Once you’re through it, the portal will close, and your only way back will be to create a new one using the chrono-nodules from your lab. Activated nodules connect to each other via red or blue tachyon entanglement. Activate more nodules and they’ll connect to all other nodules in the area. As soon as a red or blue triangle is created with a nodule at each point, it opens a doorway through time that will take you back to the present. But the color of each individual connection manifests at random, and there’s no way to choose or change its color.
And there’s one more problem: each individual nodule creates a temporal instability that raises the chances the portal might collapse as you go through it. So the fewer you bring, the better. The portal’s about to close. What’s the minimum number of nodules you need to bring to be certain you’ll create a red or blue triangle and get back to the present?

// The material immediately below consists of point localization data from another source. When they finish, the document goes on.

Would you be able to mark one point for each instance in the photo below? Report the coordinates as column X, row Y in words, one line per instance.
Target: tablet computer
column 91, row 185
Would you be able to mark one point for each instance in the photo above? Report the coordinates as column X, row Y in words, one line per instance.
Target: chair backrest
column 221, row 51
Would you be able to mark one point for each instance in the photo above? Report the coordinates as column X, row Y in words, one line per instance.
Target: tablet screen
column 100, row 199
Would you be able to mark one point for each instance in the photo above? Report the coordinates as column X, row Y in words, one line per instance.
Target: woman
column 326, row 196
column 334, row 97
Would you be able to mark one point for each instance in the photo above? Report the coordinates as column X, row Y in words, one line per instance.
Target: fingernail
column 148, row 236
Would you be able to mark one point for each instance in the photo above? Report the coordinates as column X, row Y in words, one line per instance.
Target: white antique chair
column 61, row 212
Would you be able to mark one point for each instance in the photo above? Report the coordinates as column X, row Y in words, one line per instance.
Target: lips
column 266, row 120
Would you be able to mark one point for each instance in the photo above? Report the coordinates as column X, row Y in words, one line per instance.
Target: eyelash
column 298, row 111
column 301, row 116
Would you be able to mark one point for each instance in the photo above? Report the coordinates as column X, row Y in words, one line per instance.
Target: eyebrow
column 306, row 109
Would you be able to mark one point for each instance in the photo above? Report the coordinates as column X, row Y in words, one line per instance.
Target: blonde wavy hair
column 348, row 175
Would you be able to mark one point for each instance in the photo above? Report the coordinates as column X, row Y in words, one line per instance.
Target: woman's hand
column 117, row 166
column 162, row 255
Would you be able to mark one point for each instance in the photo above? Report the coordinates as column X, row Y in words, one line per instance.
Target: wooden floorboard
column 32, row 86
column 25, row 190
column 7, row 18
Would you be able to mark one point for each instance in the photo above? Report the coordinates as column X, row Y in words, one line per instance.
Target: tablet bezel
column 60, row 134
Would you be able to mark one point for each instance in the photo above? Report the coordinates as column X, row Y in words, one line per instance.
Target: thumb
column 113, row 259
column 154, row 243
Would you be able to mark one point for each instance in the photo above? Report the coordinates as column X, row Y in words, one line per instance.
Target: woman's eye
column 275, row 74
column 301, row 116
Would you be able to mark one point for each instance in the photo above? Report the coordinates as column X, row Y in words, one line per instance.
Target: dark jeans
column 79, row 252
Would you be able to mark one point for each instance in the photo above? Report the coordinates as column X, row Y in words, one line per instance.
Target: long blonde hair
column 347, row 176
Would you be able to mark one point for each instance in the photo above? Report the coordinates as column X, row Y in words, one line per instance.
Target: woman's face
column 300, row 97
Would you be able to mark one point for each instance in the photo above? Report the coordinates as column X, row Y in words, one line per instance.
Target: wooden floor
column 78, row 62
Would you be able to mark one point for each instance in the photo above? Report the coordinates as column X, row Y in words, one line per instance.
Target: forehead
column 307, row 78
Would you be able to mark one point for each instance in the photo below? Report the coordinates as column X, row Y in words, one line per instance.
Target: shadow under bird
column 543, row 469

This question is so rich that an entire branch of mathematics known as Ramsey Theory developed from it. Ramsey Theory is home to some famously difficult problems. This one isn’t easy, but it can be handled if you approach it systematically. Imagine you brought just three nodules.
Would that be enough? No – for example, you might have two blue and one red connection, and be stuck in the past forever. Would four nodules be enough? No – there are many arrangements here that don’t give a blue or red triangle. What about five? It turns out there is an arrangement of connections that avoids creating a blue or red triangle. These smaller triangles don’t count because they don’t have a nodule at each corner.

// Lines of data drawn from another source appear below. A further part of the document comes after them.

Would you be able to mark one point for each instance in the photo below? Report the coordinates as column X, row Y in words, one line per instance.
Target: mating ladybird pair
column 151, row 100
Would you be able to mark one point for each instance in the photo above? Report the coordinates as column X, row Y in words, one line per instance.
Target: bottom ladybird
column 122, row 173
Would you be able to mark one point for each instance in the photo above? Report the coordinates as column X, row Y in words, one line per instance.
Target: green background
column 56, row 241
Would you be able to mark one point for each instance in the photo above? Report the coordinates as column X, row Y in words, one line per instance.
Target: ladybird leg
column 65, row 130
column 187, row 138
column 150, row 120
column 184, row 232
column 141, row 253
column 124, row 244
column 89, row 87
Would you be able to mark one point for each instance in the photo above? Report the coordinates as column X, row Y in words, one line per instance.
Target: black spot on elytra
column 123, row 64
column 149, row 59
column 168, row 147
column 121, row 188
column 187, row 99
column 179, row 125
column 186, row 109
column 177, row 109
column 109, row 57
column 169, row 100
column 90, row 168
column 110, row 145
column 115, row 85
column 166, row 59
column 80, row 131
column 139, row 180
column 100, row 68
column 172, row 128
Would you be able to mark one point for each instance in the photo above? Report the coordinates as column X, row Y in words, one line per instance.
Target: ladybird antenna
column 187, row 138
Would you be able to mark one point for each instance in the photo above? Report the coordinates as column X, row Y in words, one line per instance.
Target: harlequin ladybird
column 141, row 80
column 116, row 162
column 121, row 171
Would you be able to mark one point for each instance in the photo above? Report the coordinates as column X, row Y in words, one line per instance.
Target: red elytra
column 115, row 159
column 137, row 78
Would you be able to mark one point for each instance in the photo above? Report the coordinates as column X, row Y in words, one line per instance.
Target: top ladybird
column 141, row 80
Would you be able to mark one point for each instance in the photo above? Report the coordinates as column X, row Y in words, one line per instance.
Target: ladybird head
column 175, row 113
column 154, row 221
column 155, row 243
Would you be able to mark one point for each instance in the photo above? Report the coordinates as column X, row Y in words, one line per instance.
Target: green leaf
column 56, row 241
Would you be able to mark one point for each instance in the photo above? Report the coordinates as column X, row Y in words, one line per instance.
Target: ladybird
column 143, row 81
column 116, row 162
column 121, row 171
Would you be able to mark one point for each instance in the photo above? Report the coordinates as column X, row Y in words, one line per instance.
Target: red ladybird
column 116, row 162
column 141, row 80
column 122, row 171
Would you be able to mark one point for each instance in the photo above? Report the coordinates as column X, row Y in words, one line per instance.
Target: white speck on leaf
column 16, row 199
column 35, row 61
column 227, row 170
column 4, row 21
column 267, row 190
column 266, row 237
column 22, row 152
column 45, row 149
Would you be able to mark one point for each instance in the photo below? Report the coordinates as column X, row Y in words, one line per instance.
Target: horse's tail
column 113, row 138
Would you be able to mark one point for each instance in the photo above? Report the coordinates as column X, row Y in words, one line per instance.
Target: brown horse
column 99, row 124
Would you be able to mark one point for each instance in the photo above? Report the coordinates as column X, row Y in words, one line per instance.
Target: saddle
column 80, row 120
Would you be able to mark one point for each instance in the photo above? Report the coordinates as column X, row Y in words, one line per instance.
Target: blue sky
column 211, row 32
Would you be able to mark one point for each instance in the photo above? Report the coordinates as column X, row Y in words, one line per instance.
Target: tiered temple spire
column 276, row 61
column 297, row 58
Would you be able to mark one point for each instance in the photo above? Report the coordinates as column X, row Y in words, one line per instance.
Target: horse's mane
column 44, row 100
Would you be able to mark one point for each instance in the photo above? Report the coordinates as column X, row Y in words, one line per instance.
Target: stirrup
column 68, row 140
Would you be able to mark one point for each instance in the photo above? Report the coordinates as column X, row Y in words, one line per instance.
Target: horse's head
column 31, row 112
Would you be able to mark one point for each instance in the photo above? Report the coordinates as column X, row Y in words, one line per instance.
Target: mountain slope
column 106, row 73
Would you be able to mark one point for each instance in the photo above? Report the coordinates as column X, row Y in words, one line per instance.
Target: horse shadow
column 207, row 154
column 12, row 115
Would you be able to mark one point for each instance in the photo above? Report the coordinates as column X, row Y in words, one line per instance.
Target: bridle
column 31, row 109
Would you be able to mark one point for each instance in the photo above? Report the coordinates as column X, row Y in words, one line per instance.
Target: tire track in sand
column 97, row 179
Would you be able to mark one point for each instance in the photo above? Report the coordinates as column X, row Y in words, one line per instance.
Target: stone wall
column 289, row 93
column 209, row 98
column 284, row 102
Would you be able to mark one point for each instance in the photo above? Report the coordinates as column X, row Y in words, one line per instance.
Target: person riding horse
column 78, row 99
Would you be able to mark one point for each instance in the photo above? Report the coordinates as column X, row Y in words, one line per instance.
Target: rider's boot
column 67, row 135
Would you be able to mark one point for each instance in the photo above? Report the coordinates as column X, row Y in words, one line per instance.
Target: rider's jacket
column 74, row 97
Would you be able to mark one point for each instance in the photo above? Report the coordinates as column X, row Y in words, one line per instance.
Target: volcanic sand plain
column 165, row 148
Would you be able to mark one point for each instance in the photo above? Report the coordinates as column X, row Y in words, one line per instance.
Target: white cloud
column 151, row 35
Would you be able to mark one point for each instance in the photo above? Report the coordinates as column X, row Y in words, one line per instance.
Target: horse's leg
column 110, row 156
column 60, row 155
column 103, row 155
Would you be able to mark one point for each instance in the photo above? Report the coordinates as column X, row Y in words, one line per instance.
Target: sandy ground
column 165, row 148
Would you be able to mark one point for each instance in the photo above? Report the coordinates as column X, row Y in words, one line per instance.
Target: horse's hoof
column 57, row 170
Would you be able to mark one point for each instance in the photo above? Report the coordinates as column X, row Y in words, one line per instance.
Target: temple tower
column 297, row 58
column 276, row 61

However, six nodules will always create a blue triangle or a red triangle. Here’s how we can prove that without sorting through every possible case.
Imagine activating the sixth nodule, and consider how it might connect to the other five. It could do so in one of six ways: with five red connections, five blue connections, or some mix of red and blue. Notice that every possibility has at least three connections of the same color coming from this nodule.
Let’s look at just the nodules on the other end of those same three color connections. If the connections were blue, then any additional blue connection between those three would give us a blue triangle. So the only way we could get in trouble is if all the connections between them were red. But those three red connections would give us a red triangle. No matter what happens, we’ll get a red or a blue triangle, and open our doorway. On the other hand, if the original three connections were all red instead of blue, the same argument still works, with all the colors flipped. In other words, no matter how the connections are colored, six nodules will always create a red or blue triangle and a doorway leading home.
So you grab six nodules and jump through the portal. You were hoping your internship would give you valuable life experience. Turns out, that didn’t take much time.